Again, a big difference between a short skirt (especially without tights), and underwear, which is not on show.

As a stepmother to two girls, who are now in their mid twenties, and who lived with me from their teens for quite a few years, be flattered that your DH says you are "more of a mum", but please please, keep that to yourself, and I do hope he doesnt say that in front of his daughter.

You are still only her stepmother, and 2 years of her life is not very much. Teenage years are difficult to parent, and if you are not careful you will end up in a battle with her mother, which is not something that is much fun, believe me.

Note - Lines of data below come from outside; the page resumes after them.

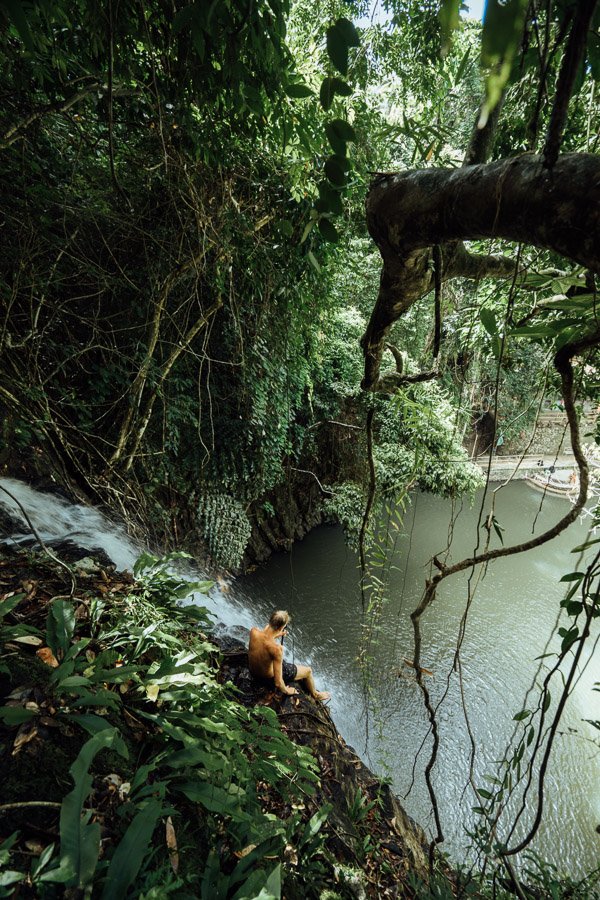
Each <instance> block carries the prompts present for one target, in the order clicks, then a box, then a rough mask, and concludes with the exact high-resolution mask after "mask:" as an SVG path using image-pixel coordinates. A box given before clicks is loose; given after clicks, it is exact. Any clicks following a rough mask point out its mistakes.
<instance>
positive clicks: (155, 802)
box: [102, 800, 168, 900]
mask: <svg viewBox="0 0 600 900" xmlns="http://www.w3.org/2000/svg"><path fill="white" fill-rule="evenodd" d="M167 811H168V810H167V809H166V808H165V807H164V806H163V805H162V803H161V802H160V801H159V800H149V801H148V802H147V804H146V806H144V808H143V809H141V810H140V811H139V812H138V813H137V815H136V816H135V818H134V819H133V821H132V822H131V824H130V825H129V828H128V829H127V831H126V832H125V834H124V835H123V838H122V840H121V842H120V844H119V846H118V847H117V849H116V850H115V852H114V855H113V858H112V859H111V861H110V866H109V867H108V874H107V876H106V882H105V884H104V890H103V892H102V900H122V898H123V897H125V896H126V895H127V891H128V889H129V888H130V886H131V885H132V884H133V882H134V881H135V877H136V875H137V874H138V872H139V870H140V866H141V865H142V862H143V860H144V857H145V856H146V855H147V853H148V845H149V843H150V839H151V837H152V834H153V832H154V829H155V828H156V823H157V822H158V820H159V818H160V817H161V816H162V815H165V814H166V813H167Z"/></svg>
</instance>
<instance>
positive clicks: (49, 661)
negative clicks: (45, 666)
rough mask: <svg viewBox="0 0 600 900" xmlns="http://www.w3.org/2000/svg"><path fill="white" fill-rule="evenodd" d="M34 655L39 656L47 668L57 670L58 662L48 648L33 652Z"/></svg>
mask: <svg viewBox="0 0 600 900" xmlns="http://www.w3.org/2000/svg"><path fill="white" fill-rule="evenodd" d="M35 655H36V656H39V658H40V659H41V660H42V662H45V663H46V665H47V666H52V668H53V669H57V668H58V665H59V662H58V660H57V658H56V657H55V655H54V653H53V652H52V650H51V649H50V647H40V649H39V650H36V651H35Z"/></svg>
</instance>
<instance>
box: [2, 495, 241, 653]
mask: <svg viewBox="0 0 600 900" xmlns="http://www.w3.org/2000/svg"><path fill="white" fill-rule="evenodd" d="M2 488H4V490H2ZM21 507H23V509H24V510H25V512H26V513H27V516H28V518H29V519H30V521H31V524H32V525H33V527H34V528H35V530H36V531H37V532H38V534H39V536H40V537H41V538H42V540H43V541H44V543H46V544H52V543H53V542H55V541H62V540H69V541H71V542H72V543H73V544H74V545H76V546H78V547H83V548H85V549H86V550H89V551H90V554H91V555H92V556H93V554H94V551H97V550H103V551H104V552H105V553H106V555H107V556H108V557H109V558H110V559H111V560H112V561H113V563H114V564H115V566H116V567H117V569H118V570H124V569H128V570H131V569H132V568H133V565H134V563H135V561H136V559H137V557H138V556H139V555H140V554H141V553H142V552H143V551H144V550H147V549H149V548H148V547H145V546H143V545H142V544H140V543H136V542H135V541H134V540H132V538H131V537H130V536H129V535H128V534H127V532H126V531H125V529H124V528H123V527H122V526H121V525H119V524H117V523H115V522H111V521H110V520H109V519H108V518H107V517H106V516H105V515H103V514H102V513H101V512H99V511H98V510H97V509H94V507H91V506H84V505H83V504H81V503H71V502H70V501H69V500H66V499H64V498H63V497H61V496H58V495H57V494H51V493H46V492H43V491H38V490H36V489H35V488H33V487H30V485H28V484H26V483H25V482H24V481H19V480H18V479H16V478H0V509H2V510H4V511H5V512H6V513H8V515H9V516H10V518H11V519H13V520H14V521H15V522H16V523H18V525H16V527H15V530H14V532H13V533H12V534H11V535H9V536H7V537H4V538H2V539H0V546H1V545H5V546H10V545H13V546H14V545H23V544H25V545H28V546H36V545H37V540H36V538H35V536H34V535H32V533H31V529H30V528H29V525H28V524H27V521H26V519H25V517H24V516H23V512H22V509H21ZM181 574H182V577H184V578H186V579H187V580H189V581H204V580H206V579H207V577H208V576H207V575H206V573H205V572H201V571H200V570H198V569H197V568H194V567H192V566H190V567H188V568H187V569H186V571H185V572H183V573H181ZM187 602H190V603H198V604H199V605H201V606H206V607H207V609H208V610H209V611H210V612H211V613H212V615H213V616H214V617H215V618H216V619H217V622H218V623H219V624H220V626H221V627H225V628H227V629H228V630H232V629H233V630H235V628H236V627H237V626H241V628H242V629H247V628H250V627H251V626H252V625H253V624H254V622H253V619H252V616H251V614H250V612H249V610H248V609H246V608H245V607H244V605H242V603H240V602H239V601H238V600H237V599H236V598H235V597H234V596H232V595H231V594H230V592H229V585H228V584H227V583H224V582H221V583H220V585H219V584H216V585H215V587H214V588H213V589H212V590H211V591H210V593H209V594H208V595H205V594H197V593H193V592H192V593H191V594H190V597H189V599H188V601H187ZM243 633H244V632H243V631H240V636H241V635H243Z"/></svg>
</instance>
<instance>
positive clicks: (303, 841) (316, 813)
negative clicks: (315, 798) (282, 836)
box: [298, 803, 333, 849]
mask: <svg viewBox="0 0 600 900" xmlns="http://www.w3.org/2000/svg"><path fill="white" fill-rule="evenodd" d="M332 809H333V807H332V806H331V804H330V803H324V804H323V806H322V807H321V809H318V810H317V811H316V813H315V814H314V815H313V816H312V817H311V818H310V819H309V821H308V822H307V823H306V825H305V827H304V831H303V833H302V837H301V838H300V840H299V841H298V849H301V848H302V847H304V845H305V844H307V843H309V841H311V840H312V839H313V838H314V837H315V836H316V835H317V834H318V833H319V831H320V830H321V828H322V827H323V825H324V823H325V822H326V821H327V818H328V817H329V813H330V812H331V810H332Z"/></svg>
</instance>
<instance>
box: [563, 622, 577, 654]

limetrees · 30/08/2011 12:13

I would just monitor the situation - see how often you are washing the gstrings. Chances are that she will find them uncomfortable/want to wear shorts ones if her friends are - if so, problem solved without any conversation or confrontation. Let her keep them in her drawer and just see how it goes.

I would try very hard not to engage in any sort of battle with her mother.

nancythursday · 30/08/2011 12:17

DH has never said it in front of her, we are both careful to never talk about his ex wife in front of DSD. She used to ring up for arguments while DSD was with her.